The Minnesota Department of Public Safety credits the efforts of one family who fought to strengthen Minnesota’s seat belt laws in the wake of their daughter’s death for making it all possible.

In 1999, 15-year-old Meghan Cooper died after being ejected in a crash from the rear seat of a car. Officials say she was not wearing a seat belt.

“After Meghan’s death, I was tormented with ‘why did this happen,’” said Meghan’s mother, Kathy Cooper. “I learned that to help prevent others from facing my heart-breaking reality, the seat belt law had to change.”

In 2009, the state’s primary seat belt law took effect in honor of Meghan.

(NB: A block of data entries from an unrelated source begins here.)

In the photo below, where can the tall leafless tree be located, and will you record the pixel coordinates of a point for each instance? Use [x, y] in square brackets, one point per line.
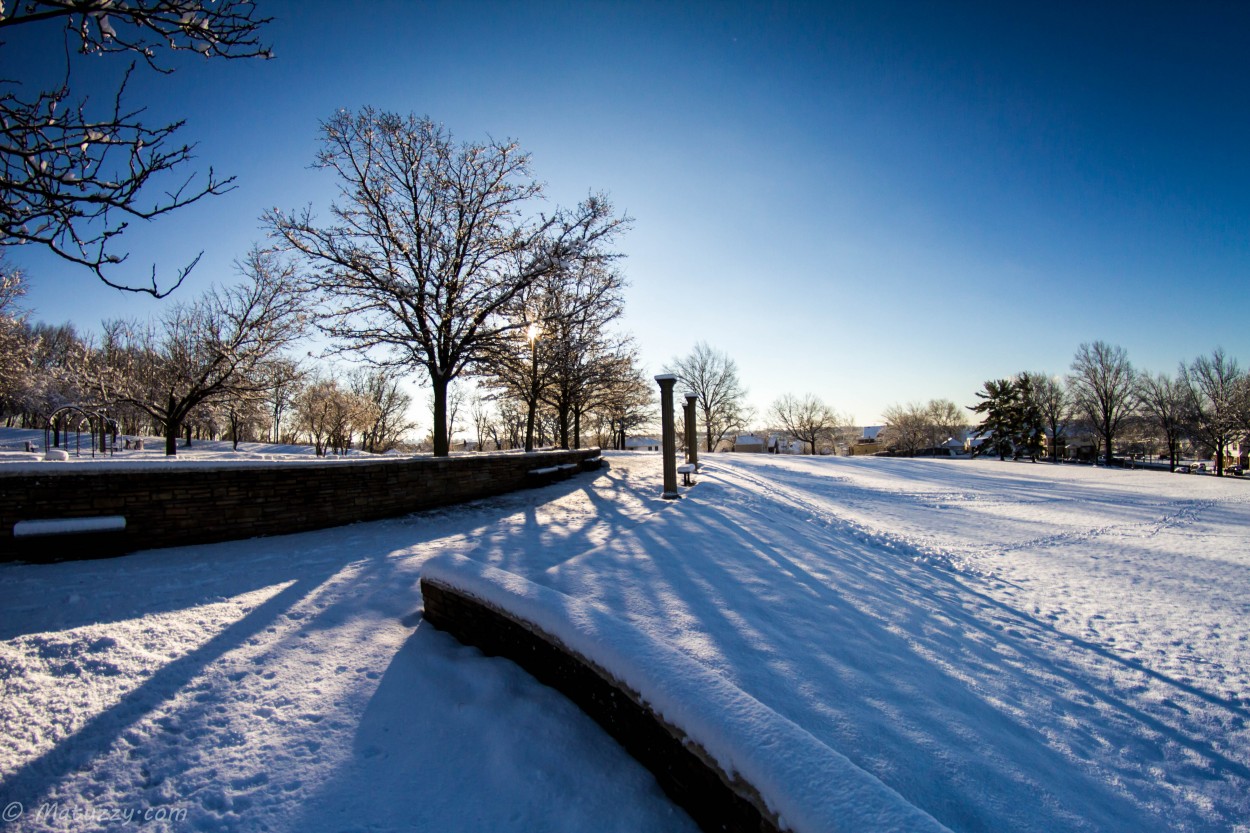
[914, 427]
[1103, 383]
[713, 377]
[808, 419]
[390, 404]
[1164, 402]
[430, 243]
[1215, 392]
[15, 348]
[1053, 404]
[74, 175]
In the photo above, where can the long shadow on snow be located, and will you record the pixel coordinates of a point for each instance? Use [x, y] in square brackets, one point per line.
[36, 598]
[228, 570]
[865, 600]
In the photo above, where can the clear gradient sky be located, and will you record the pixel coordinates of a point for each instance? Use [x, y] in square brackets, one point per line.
[871, 201]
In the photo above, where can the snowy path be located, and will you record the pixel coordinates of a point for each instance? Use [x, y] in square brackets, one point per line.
[1010, 647]
[289, 684]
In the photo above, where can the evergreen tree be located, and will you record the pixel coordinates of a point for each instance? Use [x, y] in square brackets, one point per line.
[1029, 423]
[999, 409]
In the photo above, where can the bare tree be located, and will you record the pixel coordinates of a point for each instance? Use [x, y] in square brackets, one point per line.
[430, 245]
[1053, 405]
[711, 375]
[284, 379]
[1215, 392]
[1103, 383]
[1164, 402]
[808, 419]
[203, 352]
[916, 427]
[15, 344]
[73, 175]
[390, 404]
[484, 419]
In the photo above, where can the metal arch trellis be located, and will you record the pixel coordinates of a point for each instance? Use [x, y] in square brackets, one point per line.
[98, 422]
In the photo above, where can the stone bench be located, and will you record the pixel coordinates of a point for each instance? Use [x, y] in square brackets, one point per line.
[729, 761]
[53, 539]
[553, 473]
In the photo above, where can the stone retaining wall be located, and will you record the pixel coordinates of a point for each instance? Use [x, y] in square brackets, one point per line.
[198, 503]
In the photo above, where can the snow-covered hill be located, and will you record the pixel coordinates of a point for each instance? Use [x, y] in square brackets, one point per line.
[1009, 647]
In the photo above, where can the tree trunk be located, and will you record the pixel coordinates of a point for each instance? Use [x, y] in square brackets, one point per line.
[441, 448]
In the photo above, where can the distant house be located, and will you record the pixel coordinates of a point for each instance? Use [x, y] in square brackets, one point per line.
[868, 442]
[779, 444]
[749, 444]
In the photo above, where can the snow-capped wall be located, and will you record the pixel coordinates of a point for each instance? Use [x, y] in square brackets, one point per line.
[198, 503]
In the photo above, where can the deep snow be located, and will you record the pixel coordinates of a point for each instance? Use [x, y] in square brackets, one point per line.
[1006, 646]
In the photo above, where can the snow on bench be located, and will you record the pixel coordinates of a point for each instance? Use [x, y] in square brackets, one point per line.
[68, 525]
[758, 761]
[686, 470]
[553, 473]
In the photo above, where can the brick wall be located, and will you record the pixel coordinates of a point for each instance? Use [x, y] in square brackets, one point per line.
[683, 769]
[203, 503]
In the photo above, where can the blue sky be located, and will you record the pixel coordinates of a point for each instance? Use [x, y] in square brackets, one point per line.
[871, 201]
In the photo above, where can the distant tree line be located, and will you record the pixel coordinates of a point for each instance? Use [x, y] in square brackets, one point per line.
[1109, 407]
[430, 264]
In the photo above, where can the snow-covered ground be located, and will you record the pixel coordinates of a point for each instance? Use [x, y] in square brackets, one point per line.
[1009, 647]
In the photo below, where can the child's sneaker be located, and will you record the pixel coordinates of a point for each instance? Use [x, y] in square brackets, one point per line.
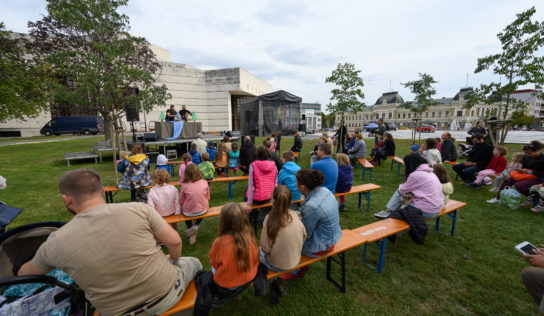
[493, 201]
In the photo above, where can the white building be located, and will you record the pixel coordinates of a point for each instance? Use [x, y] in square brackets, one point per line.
[213, 95]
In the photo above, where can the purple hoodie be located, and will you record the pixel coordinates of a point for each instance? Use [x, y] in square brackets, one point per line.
[426, 188]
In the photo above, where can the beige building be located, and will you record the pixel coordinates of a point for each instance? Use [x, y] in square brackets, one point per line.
[212, 95]
[447, 114]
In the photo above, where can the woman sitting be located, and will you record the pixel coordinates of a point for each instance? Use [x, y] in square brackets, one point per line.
[320, 217]
[422, 183]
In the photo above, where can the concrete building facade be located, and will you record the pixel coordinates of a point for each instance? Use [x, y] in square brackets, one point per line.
[213, 95]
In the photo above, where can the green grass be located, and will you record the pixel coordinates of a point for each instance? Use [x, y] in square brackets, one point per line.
[476, 272]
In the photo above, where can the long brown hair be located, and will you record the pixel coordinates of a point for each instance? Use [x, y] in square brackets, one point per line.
[279, 215]
[234, 221]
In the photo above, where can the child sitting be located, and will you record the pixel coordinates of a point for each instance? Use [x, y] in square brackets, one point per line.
[233, 163]
[186, 160]
[431, 153]
[195, 155]
[163, 197]
[517, 163]
[194, 197]
[287, 173]
[234, 254]
[447, 187]
[206, 168]
[535, 198]
[161, 162]
[494, 168]
[345, 178]
[282, 238]
[221, 159]
[211, 149]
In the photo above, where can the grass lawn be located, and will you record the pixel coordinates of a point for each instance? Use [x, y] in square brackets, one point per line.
[475, 272]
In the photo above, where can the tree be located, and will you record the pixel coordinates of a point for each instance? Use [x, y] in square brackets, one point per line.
[423, 91]
[348, 93]
[517, 63]
[22, 79]
[106, 68]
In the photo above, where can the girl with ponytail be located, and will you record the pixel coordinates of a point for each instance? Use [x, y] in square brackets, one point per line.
[282, 238]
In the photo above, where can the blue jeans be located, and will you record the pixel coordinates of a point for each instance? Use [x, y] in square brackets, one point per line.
[466, 173]
[262, 258]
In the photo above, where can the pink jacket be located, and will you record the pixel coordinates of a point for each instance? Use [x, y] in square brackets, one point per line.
[426, 187]
[262, 179]
[164, 199]
[182, 170]
[194, 196]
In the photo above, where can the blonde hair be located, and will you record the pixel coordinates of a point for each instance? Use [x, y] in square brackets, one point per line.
[342, 159]
[160, 176]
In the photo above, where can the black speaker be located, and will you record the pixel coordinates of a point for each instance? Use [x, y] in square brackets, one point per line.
[132, 113]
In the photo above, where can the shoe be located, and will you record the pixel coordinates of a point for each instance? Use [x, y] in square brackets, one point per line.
[383, 214]
[192, 239]
[290, 276]
[191, 231]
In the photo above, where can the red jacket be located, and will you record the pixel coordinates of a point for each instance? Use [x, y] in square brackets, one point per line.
[497, 163]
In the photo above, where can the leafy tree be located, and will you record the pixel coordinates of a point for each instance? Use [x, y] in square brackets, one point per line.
[346, 97]
[423, 91]
[22, 79]
[88, 44]
[518, 63]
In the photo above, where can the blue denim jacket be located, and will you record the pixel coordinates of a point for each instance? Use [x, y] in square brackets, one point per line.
[321, 220]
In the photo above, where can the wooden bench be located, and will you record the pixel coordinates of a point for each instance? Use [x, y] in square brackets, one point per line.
[348, 241]
[376, 233]
[366, 166]
[398, 161]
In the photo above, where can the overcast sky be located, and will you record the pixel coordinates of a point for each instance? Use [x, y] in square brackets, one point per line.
[294, 45]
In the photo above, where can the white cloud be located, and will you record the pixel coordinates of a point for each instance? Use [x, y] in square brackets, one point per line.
[295, 45]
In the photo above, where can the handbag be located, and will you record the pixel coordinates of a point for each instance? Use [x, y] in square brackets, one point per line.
[518, 176]
[510, 198]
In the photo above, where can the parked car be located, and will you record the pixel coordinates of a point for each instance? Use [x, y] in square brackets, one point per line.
[85, 125]
[426, 128]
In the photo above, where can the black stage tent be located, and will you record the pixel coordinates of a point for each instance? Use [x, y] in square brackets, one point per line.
[272, 112]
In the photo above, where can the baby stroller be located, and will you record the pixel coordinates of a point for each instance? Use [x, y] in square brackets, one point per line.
[34, 294]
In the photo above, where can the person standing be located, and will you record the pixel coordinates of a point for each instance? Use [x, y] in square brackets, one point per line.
[184, 112]
[341, 137]
[171, 114]
[127, 272]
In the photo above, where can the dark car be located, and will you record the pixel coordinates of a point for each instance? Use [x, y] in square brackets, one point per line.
[73, 125]
[426, 128]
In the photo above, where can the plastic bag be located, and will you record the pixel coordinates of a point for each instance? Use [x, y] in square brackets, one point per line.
[510, 198]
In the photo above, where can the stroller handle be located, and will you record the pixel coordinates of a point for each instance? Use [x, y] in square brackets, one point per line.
[24, 279]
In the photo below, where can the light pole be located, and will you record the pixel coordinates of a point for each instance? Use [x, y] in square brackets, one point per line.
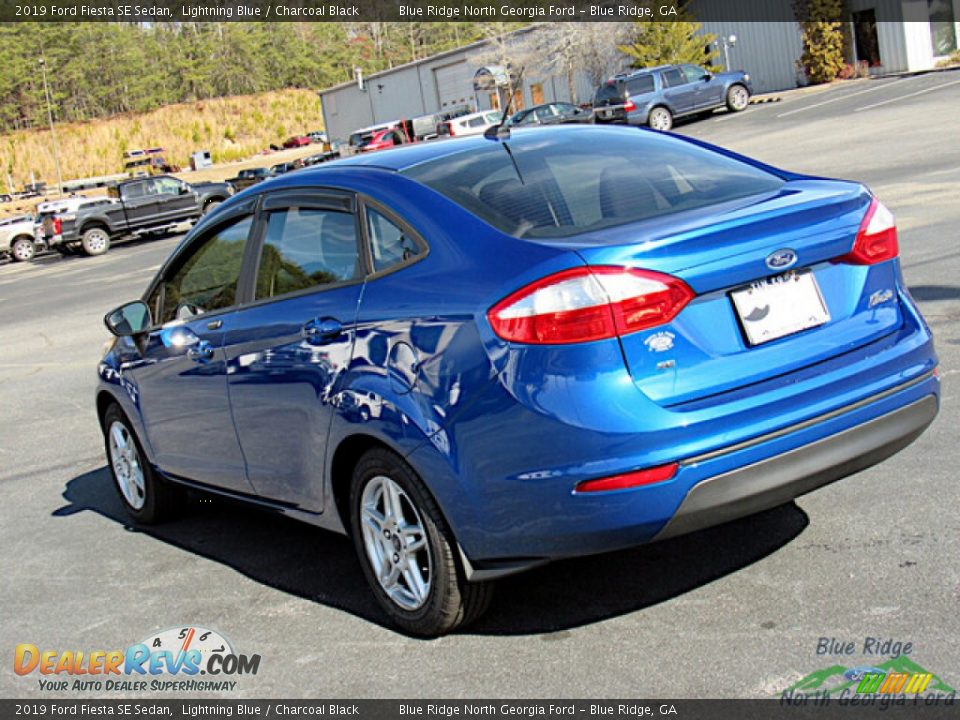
[728, 42]
[53, 132]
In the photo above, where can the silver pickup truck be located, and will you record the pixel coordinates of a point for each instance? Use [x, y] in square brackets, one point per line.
[17, 237]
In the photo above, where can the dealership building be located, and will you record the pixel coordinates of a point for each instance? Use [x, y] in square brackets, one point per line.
[890, 35]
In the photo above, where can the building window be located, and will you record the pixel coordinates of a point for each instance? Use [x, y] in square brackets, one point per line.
[943, 32]
[536, 94]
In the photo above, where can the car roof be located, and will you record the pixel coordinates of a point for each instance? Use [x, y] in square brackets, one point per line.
[407, 156]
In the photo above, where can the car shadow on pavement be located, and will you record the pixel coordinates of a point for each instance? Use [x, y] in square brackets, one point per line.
[321, 566]
[932, 293]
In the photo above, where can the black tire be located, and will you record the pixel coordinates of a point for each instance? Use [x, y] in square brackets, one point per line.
[23, 249]
[95, 241]
[660, 118]
[738, 97]
[161, 500]
[451, 601]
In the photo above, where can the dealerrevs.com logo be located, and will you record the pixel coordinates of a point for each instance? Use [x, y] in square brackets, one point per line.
[172, 660]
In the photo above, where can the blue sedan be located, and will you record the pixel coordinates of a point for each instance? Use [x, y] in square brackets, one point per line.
[478, 356]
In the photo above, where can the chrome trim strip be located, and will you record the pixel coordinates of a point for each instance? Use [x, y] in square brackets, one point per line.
[743, 445]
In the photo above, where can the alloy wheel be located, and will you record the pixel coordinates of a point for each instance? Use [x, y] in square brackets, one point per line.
[96, 241]
[23, 250]
[660, 119]
[395, 542]
[127, 468]
[739, 98]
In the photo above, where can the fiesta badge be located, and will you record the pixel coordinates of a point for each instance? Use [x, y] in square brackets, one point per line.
[781, 259]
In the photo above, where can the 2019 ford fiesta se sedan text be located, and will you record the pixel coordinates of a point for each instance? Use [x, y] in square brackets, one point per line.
[480, 355]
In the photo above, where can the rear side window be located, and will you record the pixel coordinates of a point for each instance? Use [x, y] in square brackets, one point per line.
[640, 85]
[208, 278]
[134, 191]
[609, 91]
[306, 248]
[389, 244]
[579, 183]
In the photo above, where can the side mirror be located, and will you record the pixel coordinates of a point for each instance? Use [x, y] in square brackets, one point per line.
[128, 320]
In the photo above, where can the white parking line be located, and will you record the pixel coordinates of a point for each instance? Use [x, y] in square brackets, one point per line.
[834, 99]
[904, 97]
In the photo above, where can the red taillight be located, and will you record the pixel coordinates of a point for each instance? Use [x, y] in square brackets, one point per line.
[588, 303]
[876, 239]
[661, 473]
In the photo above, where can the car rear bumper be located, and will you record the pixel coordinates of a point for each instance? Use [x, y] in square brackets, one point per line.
[781, 478]
[727, 484]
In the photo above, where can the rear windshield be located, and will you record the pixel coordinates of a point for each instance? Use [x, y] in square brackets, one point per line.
[568, 183]
[609, 91]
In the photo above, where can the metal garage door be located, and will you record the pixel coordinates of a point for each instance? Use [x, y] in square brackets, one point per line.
[454, 84]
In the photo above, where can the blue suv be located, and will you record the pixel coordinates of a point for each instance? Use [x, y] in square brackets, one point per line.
[481, 355]
[655, 96]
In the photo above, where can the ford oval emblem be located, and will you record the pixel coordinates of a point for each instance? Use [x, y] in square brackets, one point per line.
[781, 259]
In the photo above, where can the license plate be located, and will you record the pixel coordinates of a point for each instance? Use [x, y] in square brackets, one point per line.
[780, 306]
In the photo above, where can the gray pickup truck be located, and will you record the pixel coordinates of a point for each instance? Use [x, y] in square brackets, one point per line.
[144, 206]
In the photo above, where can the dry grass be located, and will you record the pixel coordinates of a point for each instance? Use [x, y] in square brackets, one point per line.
[231, 129]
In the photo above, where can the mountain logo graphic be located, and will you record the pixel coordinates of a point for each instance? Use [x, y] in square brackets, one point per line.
[757, 314]
[899, 675]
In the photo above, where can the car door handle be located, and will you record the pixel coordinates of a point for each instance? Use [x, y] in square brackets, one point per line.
[201, 352]
[320, 331]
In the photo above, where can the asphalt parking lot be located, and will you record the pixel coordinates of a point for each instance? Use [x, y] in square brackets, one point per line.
[729, 612]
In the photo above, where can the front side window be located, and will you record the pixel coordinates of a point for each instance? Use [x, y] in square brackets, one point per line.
[167, 186]
[207, 279]
[388, 243]
[693, 73]
[306, 248]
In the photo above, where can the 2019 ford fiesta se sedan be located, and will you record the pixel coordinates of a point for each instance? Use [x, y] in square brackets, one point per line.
[480, 355]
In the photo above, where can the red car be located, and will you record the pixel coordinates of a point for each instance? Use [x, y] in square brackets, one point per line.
[382, 139]
[296, 141]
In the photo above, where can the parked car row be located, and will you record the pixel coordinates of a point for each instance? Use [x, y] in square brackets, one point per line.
[650, 96]
[349, 348]
[138, 207]
[656, 96]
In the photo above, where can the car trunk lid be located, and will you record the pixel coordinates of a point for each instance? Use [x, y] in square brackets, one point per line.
[793, 237]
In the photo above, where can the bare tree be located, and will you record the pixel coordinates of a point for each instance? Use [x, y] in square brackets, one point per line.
[567, 49]
[507, 48]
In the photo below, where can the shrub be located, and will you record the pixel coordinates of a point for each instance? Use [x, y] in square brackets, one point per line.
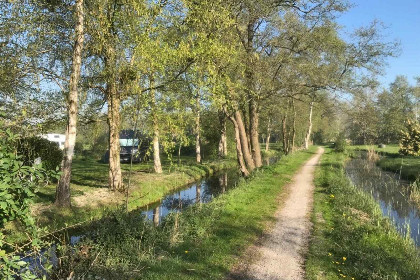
[32, 148]
[340, 143]
[410, 140]
[18, 183]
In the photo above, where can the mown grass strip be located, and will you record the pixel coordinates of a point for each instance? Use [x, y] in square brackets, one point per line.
[203, 242]
[351, 238]
[408, 167]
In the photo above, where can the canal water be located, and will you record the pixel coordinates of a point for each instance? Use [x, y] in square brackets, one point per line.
[389, 192]
[202, 191]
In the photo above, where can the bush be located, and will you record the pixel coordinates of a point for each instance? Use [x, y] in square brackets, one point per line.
[18, 184]
[32, 148]
[340, 143]
[410, 141]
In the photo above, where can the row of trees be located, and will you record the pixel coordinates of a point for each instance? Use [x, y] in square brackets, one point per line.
[380, 116]
[274, 63]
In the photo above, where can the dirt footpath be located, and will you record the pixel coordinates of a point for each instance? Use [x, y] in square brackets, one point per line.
[280, 254]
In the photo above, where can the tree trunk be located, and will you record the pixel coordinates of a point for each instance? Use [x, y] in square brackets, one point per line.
[284, 132]
[293, 126]
[267, 143]
[179, 153]
[197, 128]
[198, 194]
[115, 176]
[244, 142]
[62, 197]
[308, 133]
[253, 130]
[156, 216]
[222, 141]
[239, 154]
[156, 150]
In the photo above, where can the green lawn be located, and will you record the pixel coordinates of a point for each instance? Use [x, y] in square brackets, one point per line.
[203, 242]
[91, 198]
[351, 238]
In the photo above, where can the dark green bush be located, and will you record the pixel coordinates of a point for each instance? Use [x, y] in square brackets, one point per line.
[32, 148]
[340, 143]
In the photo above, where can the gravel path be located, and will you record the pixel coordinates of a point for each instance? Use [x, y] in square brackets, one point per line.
[280, 254]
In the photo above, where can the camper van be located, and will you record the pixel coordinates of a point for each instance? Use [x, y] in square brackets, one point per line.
[56, 138]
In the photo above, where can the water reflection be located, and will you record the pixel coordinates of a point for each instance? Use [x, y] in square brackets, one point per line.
[387, 189]
[201, 192]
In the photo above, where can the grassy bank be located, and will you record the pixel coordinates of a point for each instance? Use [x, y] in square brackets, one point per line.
[407, 166]
[201, 243]
[351, 239]
[91, 198]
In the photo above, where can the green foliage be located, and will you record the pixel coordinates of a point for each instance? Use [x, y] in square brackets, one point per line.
[18, 184]
[410, 141]
[32, 148]
[340, 142]
[206, 237]
[351, 238]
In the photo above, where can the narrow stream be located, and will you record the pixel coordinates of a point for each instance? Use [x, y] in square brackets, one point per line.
[202, 191]
[387, 190]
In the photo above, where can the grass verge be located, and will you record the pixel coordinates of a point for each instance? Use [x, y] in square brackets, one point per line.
[91, 198]
[203, 242]
[351, 238]
[407, 167]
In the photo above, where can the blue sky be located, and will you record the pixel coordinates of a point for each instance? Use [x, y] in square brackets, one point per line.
[403, 21]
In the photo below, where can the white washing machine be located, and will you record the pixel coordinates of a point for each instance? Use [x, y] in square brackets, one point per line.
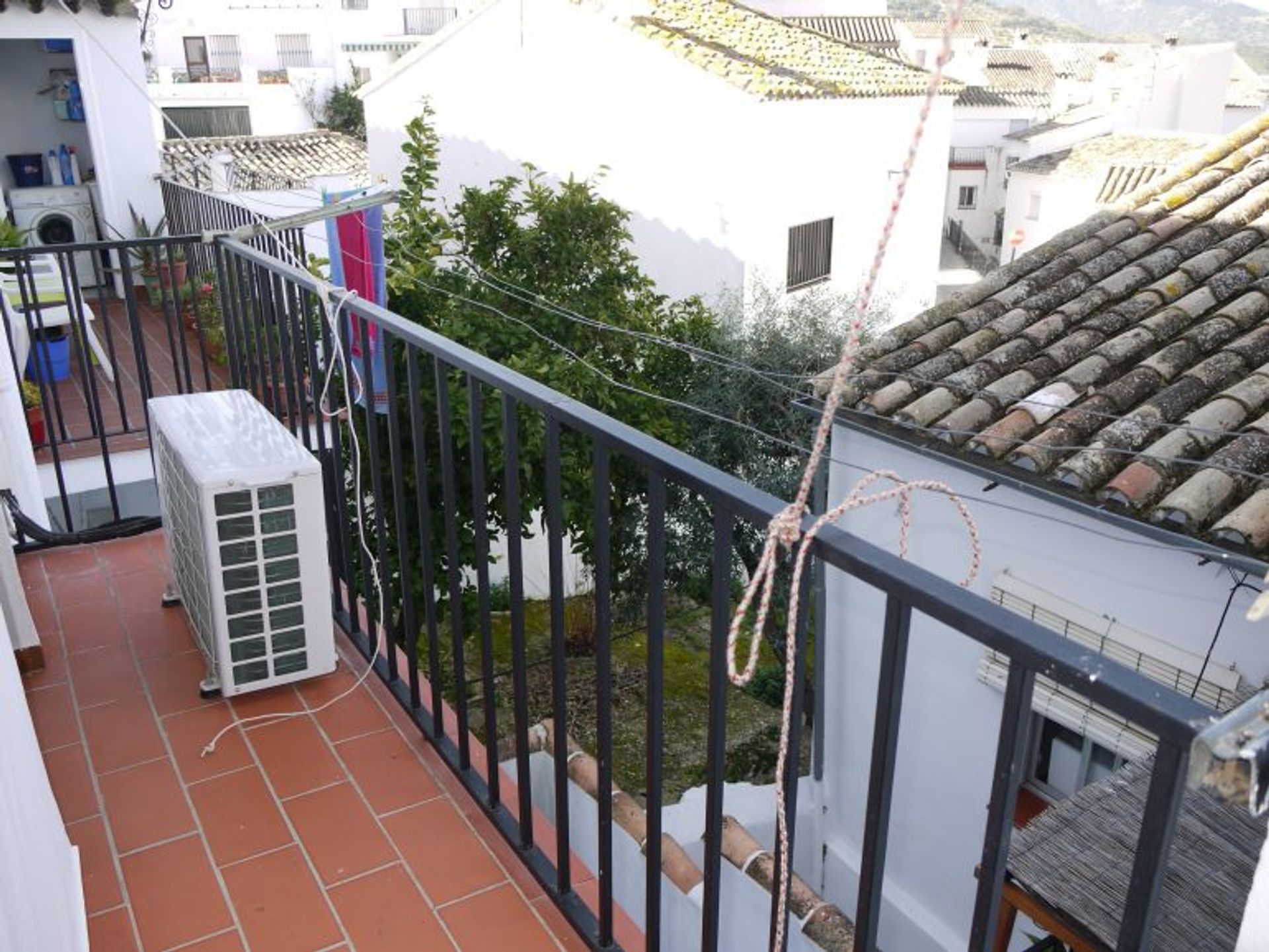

In the year before that law passed, 152 unbelted motorists lost their lives on Minnesota roads. In 2018, 92 unbelted motorists died.

“My family joined with others to change the law so that every person, in every seat, must give themselves a chance to survive a crash by buckling up,” said Cooper. “From my perspective, Meghan gave her life to save so many.”

According to the 2018 Minnesota Seat Belt Survey, 92.4% of front seat occupants wear their seat belts.

On Monday, the Minnesota Department of Public Safety kicked off its annual ”Click It or Ticket’ campaign to remind motorists that seat belts and car seats will protect them in a crash.

Over 300 law enforcement agencies statewide participate in extra enforcement and education. This year, the campaign runs from May 20 through June 2.